Medicare is a federal social insurance plan in the United States. Its benefits are restricted to people aged 65 and over who meet special criteria. Medicare Part D is the portion of that insurance scheme that pertains to prescription medications. A good way to distinguish Medicare Part D from the other parts is to remember "D = drugs."
To enroll in Medicare Part D alone or to receive Part D benefits through a Medicare Advantage Plan, the interested person must already be enrolled in Medicare Part A and Medicare Part B. Eligibility for enrollment begins three months before a person’s 65th birthday and extends until 3 months after the person’s 65th birthday. Missing the initial enrollment period does not disqualify an eligible person from receiving Medicare Part D benefits.
If a person misses the initial enrollment window, however, he or she will have to wait for open enrollment, which takes place between November 15 and December 31. Enrolling for Medicare Part D benefits during this open enrollment period instead of during the initial eligibility period involves a penalty. That penalty will result in the beneficiary paying higher premiums for medications.
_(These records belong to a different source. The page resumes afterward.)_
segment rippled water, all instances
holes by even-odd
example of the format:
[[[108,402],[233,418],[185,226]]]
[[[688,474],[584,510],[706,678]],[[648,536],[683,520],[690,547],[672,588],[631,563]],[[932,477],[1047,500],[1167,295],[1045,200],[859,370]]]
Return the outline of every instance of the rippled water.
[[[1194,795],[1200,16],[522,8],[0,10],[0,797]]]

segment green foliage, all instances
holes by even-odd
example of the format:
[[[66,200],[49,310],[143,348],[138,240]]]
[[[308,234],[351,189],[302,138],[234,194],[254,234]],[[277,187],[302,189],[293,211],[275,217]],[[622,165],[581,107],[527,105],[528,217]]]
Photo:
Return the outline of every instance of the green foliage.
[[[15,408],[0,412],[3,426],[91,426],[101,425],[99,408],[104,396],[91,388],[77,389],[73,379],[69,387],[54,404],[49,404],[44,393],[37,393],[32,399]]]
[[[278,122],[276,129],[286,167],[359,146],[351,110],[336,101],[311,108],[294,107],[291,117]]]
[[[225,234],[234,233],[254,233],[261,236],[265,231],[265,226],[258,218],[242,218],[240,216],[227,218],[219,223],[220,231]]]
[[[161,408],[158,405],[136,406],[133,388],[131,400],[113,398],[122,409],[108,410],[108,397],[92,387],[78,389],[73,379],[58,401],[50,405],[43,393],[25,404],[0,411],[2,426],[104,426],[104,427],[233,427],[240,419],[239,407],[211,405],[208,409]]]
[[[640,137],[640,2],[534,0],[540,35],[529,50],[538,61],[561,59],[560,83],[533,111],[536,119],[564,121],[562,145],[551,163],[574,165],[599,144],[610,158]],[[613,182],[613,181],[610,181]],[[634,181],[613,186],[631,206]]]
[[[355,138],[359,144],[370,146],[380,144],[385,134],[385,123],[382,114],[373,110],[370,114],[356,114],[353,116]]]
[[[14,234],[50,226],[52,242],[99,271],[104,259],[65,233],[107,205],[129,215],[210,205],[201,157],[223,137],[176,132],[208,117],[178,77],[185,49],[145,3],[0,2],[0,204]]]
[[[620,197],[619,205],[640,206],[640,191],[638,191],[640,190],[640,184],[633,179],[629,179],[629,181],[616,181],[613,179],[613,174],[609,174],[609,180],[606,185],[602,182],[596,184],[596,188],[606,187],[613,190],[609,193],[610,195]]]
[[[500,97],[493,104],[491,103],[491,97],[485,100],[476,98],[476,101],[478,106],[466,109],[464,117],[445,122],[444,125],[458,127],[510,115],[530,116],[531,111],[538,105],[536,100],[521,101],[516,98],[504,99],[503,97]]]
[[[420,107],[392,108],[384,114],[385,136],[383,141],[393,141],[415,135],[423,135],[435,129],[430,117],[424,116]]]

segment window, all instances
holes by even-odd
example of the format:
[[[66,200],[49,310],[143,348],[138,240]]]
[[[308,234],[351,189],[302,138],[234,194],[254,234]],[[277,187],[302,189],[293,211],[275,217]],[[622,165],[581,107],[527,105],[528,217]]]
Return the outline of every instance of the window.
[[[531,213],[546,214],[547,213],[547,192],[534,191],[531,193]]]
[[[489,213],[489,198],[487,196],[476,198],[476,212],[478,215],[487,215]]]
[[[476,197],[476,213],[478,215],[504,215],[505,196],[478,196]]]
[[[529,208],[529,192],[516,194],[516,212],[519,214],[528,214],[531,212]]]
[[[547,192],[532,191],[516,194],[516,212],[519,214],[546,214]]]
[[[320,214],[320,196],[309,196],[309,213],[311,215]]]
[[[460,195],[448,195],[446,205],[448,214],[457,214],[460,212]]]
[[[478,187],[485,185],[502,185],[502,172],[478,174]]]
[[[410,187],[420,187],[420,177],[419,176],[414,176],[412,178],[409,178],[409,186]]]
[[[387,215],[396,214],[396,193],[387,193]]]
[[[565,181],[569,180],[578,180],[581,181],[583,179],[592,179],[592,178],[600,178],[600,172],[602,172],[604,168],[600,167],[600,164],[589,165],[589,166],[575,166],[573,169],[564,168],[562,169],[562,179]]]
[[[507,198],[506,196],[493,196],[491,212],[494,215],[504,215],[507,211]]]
There is not a set payment plan for Medicare Part D, but various plans with each plan having varying costs. Once a person has been deemed eligible to receive Medicare Part D benefits, an annual deductible will be set. The beneficiary must pay all medication costs up to the amount of the deductible. It is important to remember that not all medications are covered by Medicare Part D. The costs of uncovered medications cannot be included when figuring whether the annual deductible has been met.
After the annual deductible has been reached, Medicare Part D benefits will begin to cover a portion of drug costs. The beneficiary will only be responsible for a co-pay. This arrangement continues until the beneficiary meets an annual coverage limit.
Once the beneficiary spends an amount that equals the annual coverage limit, he or she becomes subject to another deductible known as a coverage gap. During this time, the beneficiary must pay all costs for drugs up to an annually set threshold. Once the beneficiary reaches this threshold, known as catastrophic coverage, generic and preferred drugs are available at set prices for the remainder of the year. Beginning January 1st of the following year, deductibles and limits must be met again.